Sympathy for Mr. Vengeance (2002)

Sympathy for Mr. Vengeance inaugura a trilogia não oficial de Park Chan-wook sobre a temática da vingança que acabaria por incluir Oldboy, de 2003, e Lady Vengeance, de 2005. Neste primeiro filme, Ryu (Shin Ha-kyun), um rapaz surdo-mudo, operário numa fábrica de fundição de metais, procura desesperadamente por um dador de um rim que possa salvar a vida da sua irmã (Im Ji-eun). Uma busca que o leva a fazer associações perigosas e a cometer graves erros pelos quais pagará bem caro.

Este thriller ensanguentado, à boa moda de Park, apresenta-nos, logo nos primeiros minutos, com a missão nobre de Ryu e com o amor incondicionável que tem pela sua irmã. Antes de mergulhar no ciclo de vingança que é, sem dúvida, o elemento mais impactante do filme, o realizador, através de um argumento co-autorado por Lee Jae-soon, Lee Moo-young e Lee Yong-jong, tem o cuidado e a diligência de construir as bases que irão enquadrar e amortecer toda a carnificina que nos espera.

Paradoxalmente, no meio de tanta violência, Sympathy for Mr. Vengeance é um filme imensamente ternurento e repleto de demonstrações de amor. Explora os extremos a que este sentimento, juntamente com a impotência causada pela injustiça social, pode levar. Enquanto pessoa portadora de deficiência, da classe trabalhadora e cuidadora de alguém doente, Ryu tem, de uma forma quase literal, os pés e as mãos atados. No entanto, o que Park pretende questionar é até que ponto essas condicionantes podem justificar as ações do seu protagonista, ou, pelo menos, criar empatia no espectador. Poderão as boas intenções ou as necessidades extremas contrabalançar a gravidade de certos crimes?
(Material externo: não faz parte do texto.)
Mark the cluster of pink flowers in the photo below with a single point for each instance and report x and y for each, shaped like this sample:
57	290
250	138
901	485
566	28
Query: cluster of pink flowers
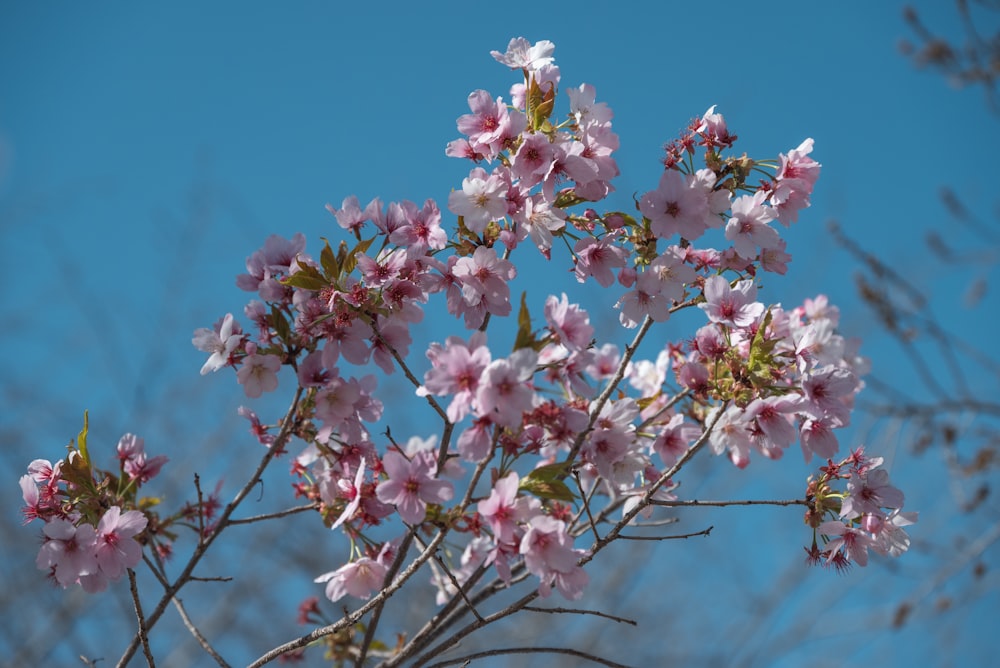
560	405
88	538
867	514
764	376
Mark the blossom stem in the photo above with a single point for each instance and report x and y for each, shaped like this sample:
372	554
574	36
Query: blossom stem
288	425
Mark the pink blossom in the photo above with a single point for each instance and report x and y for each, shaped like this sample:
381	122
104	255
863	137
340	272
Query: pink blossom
748	228
569	323
116	549
256	428
351	217
735	306
585	108
548	553
352	492
817	437
828	391
411	485
521	54
221	342
676	207
597	258
135	462
481	200
504	510
424	230
259	374
538	220
504	391
533	159
890	538
68	550
731	432
456	370
794	182
870	493
854	542
713	129
358	578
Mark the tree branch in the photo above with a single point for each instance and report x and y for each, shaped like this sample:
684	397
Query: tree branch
197	634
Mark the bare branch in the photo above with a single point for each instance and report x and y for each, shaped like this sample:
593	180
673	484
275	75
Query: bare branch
703	532
197	634
143	628
736	502
287	429
576	611
277	515
465	660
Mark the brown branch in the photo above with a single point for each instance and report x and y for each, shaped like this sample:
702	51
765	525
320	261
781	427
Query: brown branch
276	515
739	502
287	429
577	611
703	532
352	618
140	618
197	634
468	658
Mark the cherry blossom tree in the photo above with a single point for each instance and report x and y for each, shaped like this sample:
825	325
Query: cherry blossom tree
549	444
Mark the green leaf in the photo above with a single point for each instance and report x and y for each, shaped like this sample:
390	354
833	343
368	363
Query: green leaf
525	338
553	489
81	439
349	262
279	323
306	278
329	261
549	472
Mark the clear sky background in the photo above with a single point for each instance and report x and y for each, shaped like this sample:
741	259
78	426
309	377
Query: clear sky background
146	151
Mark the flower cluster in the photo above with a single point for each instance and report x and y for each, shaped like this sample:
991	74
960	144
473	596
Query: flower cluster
753	378
867	514
575	433
89	538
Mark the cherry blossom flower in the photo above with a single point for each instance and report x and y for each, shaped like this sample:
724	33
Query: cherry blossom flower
597	258
676	207
358	578
569	323
521	54
456	370
870	493
69	550
853	541
481	200
221	342
748	228
504	392
116	549
259	374
735	306
548	553
411	485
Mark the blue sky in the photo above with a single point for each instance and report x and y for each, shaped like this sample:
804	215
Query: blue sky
146	151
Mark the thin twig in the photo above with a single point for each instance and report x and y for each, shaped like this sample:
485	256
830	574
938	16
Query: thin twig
703	532
276	515
143	628
737	502
196	633
458	586
352	618
577	611
287	429
468	658
586	504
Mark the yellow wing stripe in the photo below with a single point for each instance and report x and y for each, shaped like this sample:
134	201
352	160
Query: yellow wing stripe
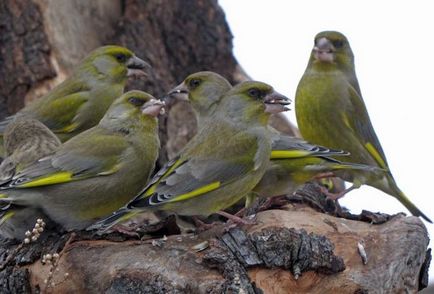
152	188
283	154
197	192
60	177
371	149
68	129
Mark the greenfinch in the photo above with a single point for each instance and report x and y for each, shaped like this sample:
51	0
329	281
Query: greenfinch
222	162
26	140
330	111
97	171
79	102
293	161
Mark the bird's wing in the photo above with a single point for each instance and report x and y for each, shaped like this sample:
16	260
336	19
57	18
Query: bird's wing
60	113
287	147
81	157
187	177
357	119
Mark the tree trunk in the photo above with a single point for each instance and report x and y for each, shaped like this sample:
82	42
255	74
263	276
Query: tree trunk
42	40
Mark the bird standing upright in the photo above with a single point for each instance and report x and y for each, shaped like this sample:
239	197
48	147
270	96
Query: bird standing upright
26	140
97	171
220	165
79	102
293	161
330	111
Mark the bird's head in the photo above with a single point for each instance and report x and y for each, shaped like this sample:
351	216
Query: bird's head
251	98
332	48
114	63
134	106
202	89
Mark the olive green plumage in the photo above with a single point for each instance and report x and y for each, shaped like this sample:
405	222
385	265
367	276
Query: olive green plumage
26	140
97	171
330	111
220	165
293	161
79	102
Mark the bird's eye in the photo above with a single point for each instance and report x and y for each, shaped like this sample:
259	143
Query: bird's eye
255	93
194	83
121	57
338	43
136	101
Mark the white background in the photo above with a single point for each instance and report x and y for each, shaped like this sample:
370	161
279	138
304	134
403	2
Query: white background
393	44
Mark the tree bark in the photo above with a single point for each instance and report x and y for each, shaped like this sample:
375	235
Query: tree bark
42	40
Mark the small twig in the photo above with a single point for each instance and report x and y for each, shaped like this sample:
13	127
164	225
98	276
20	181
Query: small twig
362	252
31	236
54	259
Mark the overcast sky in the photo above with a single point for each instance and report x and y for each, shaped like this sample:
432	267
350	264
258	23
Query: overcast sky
392	43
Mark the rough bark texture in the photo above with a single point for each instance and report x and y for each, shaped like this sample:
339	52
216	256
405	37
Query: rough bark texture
290	250
41	41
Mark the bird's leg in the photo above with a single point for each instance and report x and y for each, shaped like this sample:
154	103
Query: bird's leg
235	219
324	175
337	196
126	230
201	225
274	201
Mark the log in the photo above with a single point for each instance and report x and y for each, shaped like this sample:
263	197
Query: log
294	249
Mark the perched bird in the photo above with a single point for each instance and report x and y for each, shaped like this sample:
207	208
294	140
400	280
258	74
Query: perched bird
97	171
79	102
293	161
330	111
220	165
26	140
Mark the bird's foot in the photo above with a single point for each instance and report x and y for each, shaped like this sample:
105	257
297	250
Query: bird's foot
126	230
236	219
201	225
336	196
325	175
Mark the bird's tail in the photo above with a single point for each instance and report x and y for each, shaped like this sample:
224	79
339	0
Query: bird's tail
392	189
118	216
340	165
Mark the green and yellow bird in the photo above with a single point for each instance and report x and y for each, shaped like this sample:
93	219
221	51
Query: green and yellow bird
220	165
330	111
79	102
293	161
97	171
26	140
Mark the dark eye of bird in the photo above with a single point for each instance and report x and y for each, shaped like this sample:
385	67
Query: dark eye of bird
194	83
338	43
136	101
121	57
255	93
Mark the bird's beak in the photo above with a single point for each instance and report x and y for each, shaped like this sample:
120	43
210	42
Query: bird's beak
136	67
324	50
153	107
276	102
180	92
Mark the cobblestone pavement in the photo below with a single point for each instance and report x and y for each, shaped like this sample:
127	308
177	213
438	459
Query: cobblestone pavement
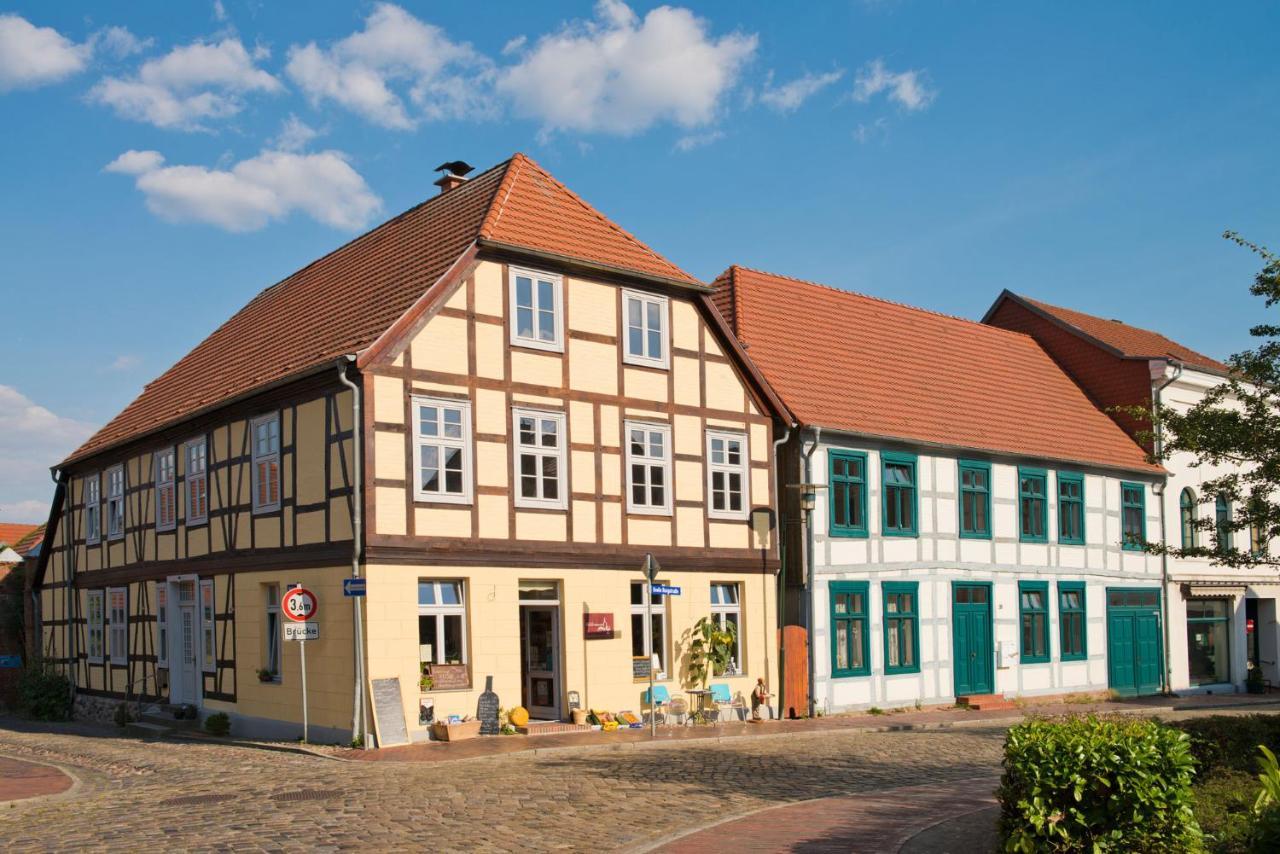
192	795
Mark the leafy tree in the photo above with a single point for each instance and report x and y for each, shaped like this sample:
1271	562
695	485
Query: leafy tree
1235	424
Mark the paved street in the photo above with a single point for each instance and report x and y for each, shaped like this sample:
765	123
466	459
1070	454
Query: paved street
177	795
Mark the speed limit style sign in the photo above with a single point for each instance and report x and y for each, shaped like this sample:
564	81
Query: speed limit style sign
300	604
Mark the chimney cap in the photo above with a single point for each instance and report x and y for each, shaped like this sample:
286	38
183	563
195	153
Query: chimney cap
456	168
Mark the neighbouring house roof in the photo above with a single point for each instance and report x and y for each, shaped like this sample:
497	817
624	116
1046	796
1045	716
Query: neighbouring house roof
1116	336
342	302
864	365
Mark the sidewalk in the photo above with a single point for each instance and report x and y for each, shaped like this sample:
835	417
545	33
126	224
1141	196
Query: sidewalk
859	722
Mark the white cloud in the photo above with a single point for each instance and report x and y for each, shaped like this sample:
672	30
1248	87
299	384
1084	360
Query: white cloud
787	97
368	71
255	191
187	86
32	438
693	141
909	88
32	56
618	73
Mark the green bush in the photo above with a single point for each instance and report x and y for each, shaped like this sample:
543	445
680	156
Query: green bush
1230	741
44	693
1097	784
218	724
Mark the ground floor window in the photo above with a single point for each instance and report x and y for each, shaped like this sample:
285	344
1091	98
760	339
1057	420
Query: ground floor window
1208	651
649	638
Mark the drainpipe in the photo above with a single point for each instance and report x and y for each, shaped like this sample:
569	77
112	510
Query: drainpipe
1164	539
808	562
359	720
780	579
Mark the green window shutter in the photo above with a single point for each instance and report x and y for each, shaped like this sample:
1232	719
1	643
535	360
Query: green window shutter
850	642
901	626
1032	506
1073	624
1133	516
846	476
1070	508
899	502
1033	621
974	499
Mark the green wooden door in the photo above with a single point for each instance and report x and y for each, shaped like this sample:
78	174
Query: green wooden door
1134	658
970	621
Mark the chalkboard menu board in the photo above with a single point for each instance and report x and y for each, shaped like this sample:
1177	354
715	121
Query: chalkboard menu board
389	712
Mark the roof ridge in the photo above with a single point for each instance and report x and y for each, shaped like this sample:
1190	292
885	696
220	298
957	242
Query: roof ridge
588	208
883	300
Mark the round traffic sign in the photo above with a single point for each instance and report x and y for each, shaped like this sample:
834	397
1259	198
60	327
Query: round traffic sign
300	604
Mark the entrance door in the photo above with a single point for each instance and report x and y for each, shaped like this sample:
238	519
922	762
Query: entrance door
540	661
970	621
1134	657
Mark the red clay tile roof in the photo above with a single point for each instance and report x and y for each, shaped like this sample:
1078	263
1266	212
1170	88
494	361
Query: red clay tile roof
864	365
1129	342
342	302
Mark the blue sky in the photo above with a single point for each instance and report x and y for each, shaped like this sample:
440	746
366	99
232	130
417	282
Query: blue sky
161	161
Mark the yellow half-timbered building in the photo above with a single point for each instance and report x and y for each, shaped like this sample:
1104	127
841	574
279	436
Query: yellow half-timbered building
492	407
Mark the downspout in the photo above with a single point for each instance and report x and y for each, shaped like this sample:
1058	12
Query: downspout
359	720
1166	671
780	579
808	562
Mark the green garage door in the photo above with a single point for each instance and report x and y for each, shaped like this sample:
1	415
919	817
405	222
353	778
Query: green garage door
1134	657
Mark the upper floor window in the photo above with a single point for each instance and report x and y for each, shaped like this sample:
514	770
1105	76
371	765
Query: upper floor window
266	462
897	476
645	316
726	474
1070	508
536	310
197	480
540	459
648	467
848	482
115	502
1032	506
442	450
167	497
1223	523
976	499
1133	516
92	510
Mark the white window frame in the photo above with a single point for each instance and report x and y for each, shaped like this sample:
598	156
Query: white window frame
664	462
743	469
161	624
118	625
208	628
645	300
659	610
442	442
195	476
557	283
261	457
94	508
165	464
444	611
540	452
115	523
720	611
95	607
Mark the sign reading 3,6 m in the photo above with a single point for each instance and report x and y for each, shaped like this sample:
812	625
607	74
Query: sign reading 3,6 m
300	604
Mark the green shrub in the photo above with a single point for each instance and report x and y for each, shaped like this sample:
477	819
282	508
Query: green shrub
44	693
1097	785
218	724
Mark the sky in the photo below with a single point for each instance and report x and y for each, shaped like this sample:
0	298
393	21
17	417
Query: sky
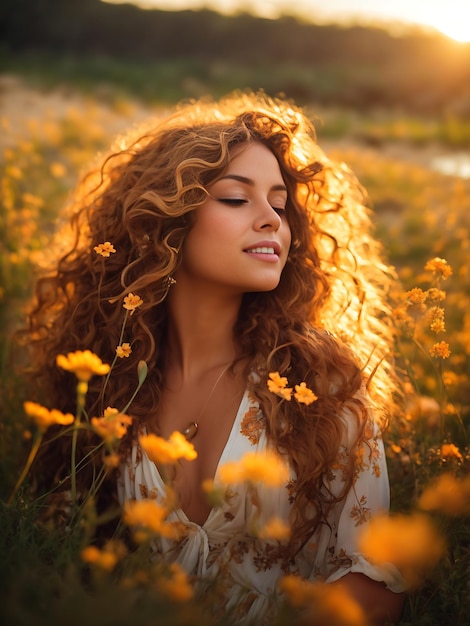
451	17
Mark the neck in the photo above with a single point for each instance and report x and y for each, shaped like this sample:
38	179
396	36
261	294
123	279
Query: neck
201	332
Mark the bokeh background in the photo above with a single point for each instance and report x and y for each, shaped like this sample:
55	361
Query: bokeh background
388	88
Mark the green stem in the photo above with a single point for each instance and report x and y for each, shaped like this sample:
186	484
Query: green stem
29	462
82	388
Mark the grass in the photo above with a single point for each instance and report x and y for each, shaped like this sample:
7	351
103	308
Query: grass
419	215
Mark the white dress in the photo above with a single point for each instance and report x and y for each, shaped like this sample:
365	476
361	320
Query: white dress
246	569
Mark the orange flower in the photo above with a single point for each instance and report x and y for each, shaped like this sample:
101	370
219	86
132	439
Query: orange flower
416	296
440	350
440	267
132	302
160	450
304	395
104	249
45	418
449	450
278	384
124	350
106	558
84	364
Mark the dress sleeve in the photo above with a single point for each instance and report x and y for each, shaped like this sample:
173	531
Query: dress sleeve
337	542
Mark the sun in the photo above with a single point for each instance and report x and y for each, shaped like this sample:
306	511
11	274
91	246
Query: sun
459	31
449	20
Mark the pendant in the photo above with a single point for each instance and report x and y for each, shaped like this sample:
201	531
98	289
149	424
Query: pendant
190	431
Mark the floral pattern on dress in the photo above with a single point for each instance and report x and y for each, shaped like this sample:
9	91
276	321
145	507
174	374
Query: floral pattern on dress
245	570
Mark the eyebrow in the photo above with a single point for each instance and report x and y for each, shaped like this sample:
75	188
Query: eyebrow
251	182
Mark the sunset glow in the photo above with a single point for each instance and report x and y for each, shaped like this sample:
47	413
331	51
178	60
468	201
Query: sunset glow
450	17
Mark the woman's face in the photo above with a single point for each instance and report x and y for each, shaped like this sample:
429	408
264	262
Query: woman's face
241	237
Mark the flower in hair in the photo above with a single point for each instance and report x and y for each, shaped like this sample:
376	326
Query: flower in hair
104	249
124	350
304	395
132	302
278	384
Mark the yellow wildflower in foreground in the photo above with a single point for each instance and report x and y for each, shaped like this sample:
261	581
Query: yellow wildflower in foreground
160	450
149	516
267	468
411	543
84	364
440	267
124	350
448	495
304	395
177	586
104	249
440	350
324	604
45	418
278	384
132	302
450	451
112	426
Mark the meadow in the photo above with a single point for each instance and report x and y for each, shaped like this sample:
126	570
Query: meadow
423	219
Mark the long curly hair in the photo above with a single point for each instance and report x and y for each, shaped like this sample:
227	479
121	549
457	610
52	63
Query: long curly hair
326	323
A certa altura, o caminho de Ryu para salvar a sua irmã põe-no numa rota de colisão com o presidente da fábrica para a qual trabalha, Park Dong-jin (interpretado por um dos ícones do cinema sul coreano, Song Kang-ho). Depois de um acontecimento que muda para sempre a vida dos dois personagens, a narrativa desdobra-se para passar a incluir a perspetiva de Dong-jin, tornando-o no co-protagonista. Rico e poderoso, Dong-jin representa o outro lado da moeda — alguém que tem todas as posses necessárias para evitar problemas e situações de desespero, mas acaba exatamente na mesma situação de Ryu, com a mesma sede de vingança, pois o único requisito necessário para ficarmos sujeitos ao sofrimento, à dor e à perda é atrevermo-nos a amar.

Assim, Park adiciona mais uma variável à sua problemática. Sendo o amor a única motivação de Dong-jin, já sem necessidades monetárias ou injustiças estruturais fora do seu controlo a suavizar os seus crimes, serão estes mesmo assim justificáveis ou dignos de empatia? No final, Sympathy for Mr. Vengeance deixa bem clara a sua posição em relação a todas estas questões, dando azo a um filme que entrega tanto no plano dos cheap thrills da ação impiedosa e perversa como no plano da riqueza temática e narrativa.

Para tornar esta viagem ainda mais merecedora de bilhete, o prestigiado realizador sul coreano brinda-nos com um espetáculo visual que é já sinónimo da sua filmografia. Entre a composição desconcertante e a fotografia crua mas saturada, Park consegue criar planos que dão vida à história e ao conflito e que certamente demorarão a sair das mentes de quem assiste a Sympathy for Mr. Vengeance. Tudo isto é ademais elevado por um soundscape arrepiante que exacerba até o mais discreto dos sons, apresentado num contraste constante com o silêncio experienciado por Ryu, e evidenciando, dessa forma, o mundo imenso que lhe é barrado pela sua condição. Há sequências puramente geniais em Sympathy for Mr. Vengeance no que respeita a técnica cinemática, mas outra coisa não seria de esperar deste mestre do suspense e da imersão.

Pode Sympathy for Mr. Vengeance não ser o filme mais complexo de Park, mas não deixa de ser, mesmo assim, um sucesso que entretém tanto quanto deslumbra e desafia. Aqueles que acompanham o cinema do realizador pelo sangue e pela violência não sairão desiludidos. Já para os fãs de Park Chan-wook que procuram nos seus filmes personagens e psiques perturbados onde enfiar as garras e devorar, a simplicidade de Sympathy for Mr. Vengeance poderá não encher as medidas. É, ainda assim, uma narrativa importante com um um núcleo radicalmente humano em que as emoções puras e boas se prendem numa luta constante com os nossos mais animalescos instintos.